ASIAN RISOTTO WITH SHRIMP AND CHICKEN1/2 pound shiitake mushrooms
1 red bell pepper, stemmed and seeded
1/2 cup pine nuts
1 tablespoon minced fresh ginger
2 cloves garlic, minced
1/2 roast chicken, preferably smoked
3/4 pound medium-size raw shrimp
3 1/4 cups chicken broth
1/4 cup dry sherry
2 tablespoons soy sauce
1/2 teaspoon Asian chile sauce (optional)
6 tablespoons unsalted butter, divided use
1 cup Arborio rice
1/4 cup freshly grated Parmesan cheese
1/2 cup coarsely chopped fresh cilantro
Cut off and discard mushroom stems. Cut mushroom caps into 1/4-inch strips.
Cut bell pepper into 1/4-inch cubes.
Toast pine nuts on baking sheet at 325 degrees F until golden, about 8 minutes. Combine ginger and garlic.
Separate chicken meat from bones and cut meat into bite-size pieces. Shell shrimp, then split in half along the back.
In small bowl, combine broth, sherry, soy sauce and chili sauce, if using.
Melt 4 tablespoons butter in 2 1/2-quart saucepan over medium-high heat.
Saute mushrooms until they begin to wilt, about 5 minutes. Remove from pan and set aside.
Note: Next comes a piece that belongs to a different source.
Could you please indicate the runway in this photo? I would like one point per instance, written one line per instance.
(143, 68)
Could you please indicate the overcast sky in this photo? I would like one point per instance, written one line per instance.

Add remaining 2 tablespoons butter to pan and saute garlic and ginger a few seconds.
Add rice and stir slowly for 3 minutes.
Reduce heat to low and add broth mixture, a third at a time. Stir slowly until rice has absorbed nearly all the broth before adding the next third of broth.
When rice has absorbed almost all of broth and grains are firm but no longer raw-tasting (about 20 minutes in all), stir in mushrooms, red pepper, pine nuts, chicken and shrimp. Simmer 4 minutes longer to cook shrimp.
Remove from heat and stir in cheese and cilantro.